If the answer is “dual ownership would corrupt money or metadata,” use a coordination system with linearizable semantics and enforce fencing at the resource boundary.

Lock acquisition flow

With a consensus-backed lease service:

  1. create or renew a session
  2. try to acquire resource key under that session
  3. receive fencing token
  4. perform protected work while renewing session
  5. release or let session expire

Pseudocode:

lease = coordinator.acquire(resource_id, owner_id)
token = lease.fencing_token

while work_remaining:
    coordinator.renew(lease)
    write(resource, token, mutation)

coordinator.release(lease)

The resource write must compare the token against the highest token it has accepted.

Resource-side enforcement

This is the hard requirement many designs miss.

The lock service alone cannot guarantee safety if:

  • the client pauses
  • the network partitions
  • the client continues writing after lease loss

The resource itself must reject stale owners.

Examples:

SQL row

UPDATE jobs
SET owner_token = :token, state = :new_state
WHERE job_id = :id AND owner_token < :token;

Object store metadata

Store highest token in metadata and reject lower tokens.

Downstream service

Require X-Fencing-Token header and compare against stored max token.

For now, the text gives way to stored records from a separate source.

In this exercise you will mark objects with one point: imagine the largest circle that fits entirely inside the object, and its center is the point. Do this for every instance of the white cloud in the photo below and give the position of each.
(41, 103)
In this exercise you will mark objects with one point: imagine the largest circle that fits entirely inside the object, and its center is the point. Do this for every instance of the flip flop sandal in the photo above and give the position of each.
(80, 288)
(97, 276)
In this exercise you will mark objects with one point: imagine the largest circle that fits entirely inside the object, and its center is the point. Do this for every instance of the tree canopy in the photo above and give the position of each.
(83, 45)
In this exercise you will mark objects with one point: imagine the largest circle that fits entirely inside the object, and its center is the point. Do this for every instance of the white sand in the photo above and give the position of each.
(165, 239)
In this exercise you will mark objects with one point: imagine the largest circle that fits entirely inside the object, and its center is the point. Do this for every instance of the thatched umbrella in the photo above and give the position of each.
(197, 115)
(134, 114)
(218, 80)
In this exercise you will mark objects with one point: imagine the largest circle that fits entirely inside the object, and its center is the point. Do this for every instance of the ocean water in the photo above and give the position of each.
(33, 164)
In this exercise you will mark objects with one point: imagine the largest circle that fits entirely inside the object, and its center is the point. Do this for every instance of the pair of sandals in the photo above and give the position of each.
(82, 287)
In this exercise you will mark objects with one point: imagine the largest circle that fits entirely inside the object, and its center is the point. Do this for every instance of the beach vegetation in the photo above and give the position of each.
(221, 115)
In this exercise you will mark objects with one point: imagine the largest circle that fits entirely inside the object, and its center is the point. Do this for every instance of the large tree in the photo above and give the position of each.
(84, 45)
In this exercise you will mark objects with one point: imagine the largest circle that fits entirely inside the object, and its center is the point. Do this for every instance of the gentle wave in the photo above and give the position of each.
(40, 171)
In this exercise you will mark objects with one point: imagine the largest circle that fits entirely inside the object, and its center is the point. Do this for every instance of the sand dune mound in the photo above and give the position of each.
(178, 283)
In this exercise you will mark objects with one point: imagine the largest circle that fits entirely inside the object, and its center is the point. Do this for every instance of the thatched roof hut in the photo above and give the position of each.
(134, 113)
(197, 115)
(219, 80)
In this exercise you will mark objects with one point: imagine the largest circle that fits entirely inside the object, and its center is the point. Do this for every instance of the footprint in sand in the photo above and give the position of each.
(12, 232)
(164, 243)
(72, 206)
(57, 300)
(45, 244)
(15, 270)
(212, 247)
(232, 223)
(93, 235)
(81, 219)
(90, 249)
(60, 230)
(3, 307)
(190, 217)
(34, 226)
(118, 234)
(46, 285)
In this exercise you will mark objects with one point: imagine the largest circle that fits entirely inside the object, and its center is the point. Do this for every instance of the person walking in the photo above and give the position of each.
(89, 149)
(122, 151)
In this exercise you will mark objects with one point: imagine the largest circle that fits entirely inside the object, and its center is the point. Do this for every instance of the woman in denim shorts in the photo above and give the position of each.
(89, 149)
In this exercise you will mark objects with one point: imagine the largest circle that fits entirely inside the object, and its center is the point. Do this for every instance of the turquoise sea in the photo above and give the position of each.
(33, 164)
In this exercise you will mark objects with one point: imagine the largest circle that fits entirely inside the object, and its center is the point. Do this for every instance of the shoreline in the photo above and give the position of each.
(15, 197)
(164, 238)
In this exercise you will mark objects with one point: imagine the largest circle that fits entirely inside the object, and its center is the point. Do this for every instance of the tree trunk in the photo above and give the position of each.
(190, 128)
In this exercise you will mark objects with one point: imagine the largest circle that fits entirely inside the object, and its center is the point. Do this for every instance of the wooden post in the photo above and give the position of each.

Leader election is just specialized locking

For one active scheduler:

  • elect leader with lease
  • followers stay idle
  • leader renews session
  • on lease loss, leader stops acting immediately

Important: the leader must stop doing work on uncertainty, not just on explicit revocation.

If the renewal path is unhealthy or ambiguous, keep working only if the safety model explicitly allows split brain. Usually it should not.

Time and renewal

Lease renewal interval should be much shorter than lease duration.

Example:

lease duration = 15s
renew every 5s with jitter

Why shorter?

  • allows multiple missed renewals before expiry
  • reduces false leadership loss due to transient blips

But if the lease is too long:

  • failover is slow

If it is too short:

  • benign pauses trigger churn

This is a classic safety vs failover-latency trade-off.

Common anti-patterns

1. lock without fencing

This is the biggest one.

2. assuming process-local unlock always happens

Crash and pause are normal failure modes.

3. using a lock to hide missing idempotency

Usually the wrong abstraction.

4. placing locking in a high-QPS request path

Lock services are coordination tools, not generic data-plane databases.

5. treating “I wrote a key in Redis” as the whole correctness argument

It is not.

Observability

Track:

  • acquisition latency
  • renewal failures
  • lease loss count
  • dual-owner suspicion events
  • stale-token write rejections
  • lock hold duration

If stale-token rejections spike, either pause times are large or lease durations are wrong.

What the senior answer sounds like

I would avoid distributed locking unless the problem truly requires exclusive ownership. If it does, I would model it as a lease plus fencing token, not as a magical mutex. The coordinator should give monotonically increasing fencing tokens, and the protected resource must reject writes from stale holders using those tokens. That is what protects correctness under pause, partition, and delayed delivery. For high-value coordination like leader election or serialized control-plane mutation, I would prefer a consensus-backed store with explicit session semantics. Redis can be acceptable for best-effort coordination, but only when the residual stale-owner risk is acceptable and the resource still enforces fencing.

Key takeaways

  • The real problem is rarely “get a lock”; it is define the guarantee and failure model.
  • A lease without fencing tokens does not stop stale owners from writing.
  • Prefer idempotency, sharding, or conditional writes when they solve the problem more directly.
  • Use consensus-backed coordination for strong safety needs; use Redis only with eyes open.
  • Keep locking off the hot path unless coordination itself is the product.